Phantom limb patients treated in virtual reality
Photo: Chalmers University
In Sweden, around 50 arm amputations and 500 leg amputations are performed each year. Researchers say roughly 70 percent of people amputated on feel pain where their limbs once were, a phenomenon known as Phantom Limb Pain. 
 
Now researchers at Gothenburg's Chalmers University have turned to virtual reality computer games in an effort to help those suffering. 
 
The computer games, in which the player simulates movements that are broadcast on the screen, is a sophisticated version of the mirror therapy discovered in the nineties in which patients saw their other arm or leg as a reflection of their remaining limb. 
 
But even though mirror therapy is cheap and easy, this more primitive approach is limited as it doesn't work for every amputee, and is impossible for dual-amputees. 
 
Max Ortiz Catalan, a Mexican researcher and PhD candidate at Chalmers University, explained that there are still many grey areas when it comes to why missing limbs can cause pain. 
 
"No one knows why Phantom Limb Pain is caused," he told The Local.
 
"The leading theory is that the brain map of your own body changes after an amputation.

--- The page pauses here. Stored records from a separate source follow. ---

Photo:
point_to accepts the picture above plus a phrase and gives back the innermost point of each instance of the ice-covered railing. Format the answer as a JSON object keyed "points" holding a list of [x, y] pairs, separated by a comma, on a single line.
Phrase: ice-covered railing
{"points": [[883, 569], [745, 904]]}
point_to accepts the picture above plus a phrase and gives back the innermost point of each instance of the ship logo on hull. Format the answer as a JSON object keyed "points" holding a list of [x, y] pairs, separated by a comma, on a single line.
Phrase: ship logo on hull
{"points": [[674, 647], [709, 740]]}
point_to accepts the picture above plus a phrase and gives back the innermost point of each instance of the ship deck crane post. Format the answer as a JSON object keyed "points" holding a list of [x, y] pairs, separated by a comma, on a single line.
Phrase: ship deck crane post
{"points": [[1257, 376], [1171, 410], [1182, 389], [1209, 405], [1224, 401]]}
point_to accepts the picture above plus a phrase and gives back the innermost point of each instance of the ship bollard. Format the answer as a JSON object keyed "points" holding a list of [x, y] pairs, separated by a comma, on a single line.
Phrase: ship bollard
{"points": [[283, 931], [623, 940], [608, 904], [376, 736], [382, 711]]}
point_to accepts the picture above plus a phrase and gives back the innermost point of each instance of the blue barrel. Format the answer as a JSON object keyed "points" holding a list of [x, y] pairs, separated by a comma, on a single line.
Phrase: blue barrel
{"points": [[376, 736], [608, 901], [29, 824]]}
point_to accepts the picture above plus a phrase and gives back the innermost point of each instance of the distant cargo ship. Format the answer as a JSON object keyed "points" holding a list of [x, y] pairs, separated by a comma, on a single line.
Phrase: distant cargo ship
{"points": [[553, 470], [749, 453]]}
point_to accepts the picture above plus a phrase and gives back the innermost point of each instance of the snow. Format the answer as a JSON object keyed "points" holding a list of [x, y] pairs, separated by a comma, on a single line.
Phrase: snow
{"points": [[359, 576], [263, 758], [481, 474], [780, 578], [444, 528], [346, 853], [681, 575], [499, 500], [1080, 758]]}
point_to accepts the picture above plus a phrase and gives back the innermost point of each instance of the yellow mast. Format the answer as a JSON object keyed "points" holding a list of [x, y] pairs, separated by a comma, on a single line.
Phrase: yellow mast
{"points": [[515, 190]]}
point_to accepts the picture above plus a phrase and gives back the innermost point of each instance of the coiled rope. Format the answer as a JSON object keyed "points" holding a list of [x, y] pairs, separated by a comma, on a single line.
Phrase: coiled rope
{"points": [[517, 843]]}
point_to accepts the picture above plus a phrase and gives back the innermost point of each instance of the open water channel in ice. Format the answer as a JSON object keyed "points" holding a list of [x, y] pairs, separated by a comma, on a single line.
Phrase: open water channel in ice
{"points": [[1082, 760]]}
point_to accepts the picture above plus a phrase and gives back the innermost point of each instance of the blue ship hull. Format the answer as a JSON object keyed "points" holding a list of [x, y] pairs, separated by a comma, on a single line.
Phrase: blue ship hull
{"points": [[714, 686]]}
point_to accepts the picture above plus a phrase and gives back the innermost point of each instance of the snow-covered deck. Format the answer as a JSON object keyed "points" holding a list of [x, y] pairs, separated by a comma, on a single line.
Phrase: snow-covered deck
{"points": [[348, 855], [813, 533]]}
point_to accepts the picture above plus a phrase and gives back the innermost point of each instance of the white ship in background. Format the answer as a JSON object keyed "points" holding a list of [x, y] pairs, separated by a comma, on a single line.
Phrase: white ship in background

This means that amputees, whether it's a limb, breast, nose… anything, they can suffer of phantom pain. What we are trying to do is potentially restore the original map, by allowing the patient to use the missing limb, and therefore get rid of the pain."
 
Researchers had the idea to use virtual reality games to allow patients to use their limbs again. Their first guinea pig was a man missing his right arm below the elbow. He was rigged up to a car racing game where he found he could use his arm again by turning what would have been his right wrist on the steering wheel (see video below).
 
 
(A) Surface electrodes and a fiduciary marker placed on stump. (B) Environment captured by webcam and displayed on computer screen. (C) Patient playing a racing game by phantom motions. (D) Patient using the Target Achievement Control (TAC) test as a rehabilitation tool.
 
The patient could control the car because the relevant motor areas in the brain were reactivated, while the man's brain was tricked into believing his arm was still there via the visual feedback on the screen. More importantly, his pain which had been constant and extreme for decades was drastically reduced.
 
"He was extremely happy, as you could imagine. He hadn't used his arm in 48 years," Ortiz Catalan explained. "And that's exactly why we do the research. It's truly rewarding to see it working like this."
 
The technology meant that muscle signals from the man's arm stump saw electrical signals in his muscles being sensed by electrodes on his skin. These signals were translated into arm movements using a set of complex algorithms. 
 
With the success of the Gothenburg patient, researchers are now extending their work to three more hospitals in Sweden and a few abroad. Researchers are set to concentrate on "the hardest cases", those being patients who do not respond to traditional methods.
 
The researchers have also developed a system they aim to release for at-home use. It is currently awaiting approval.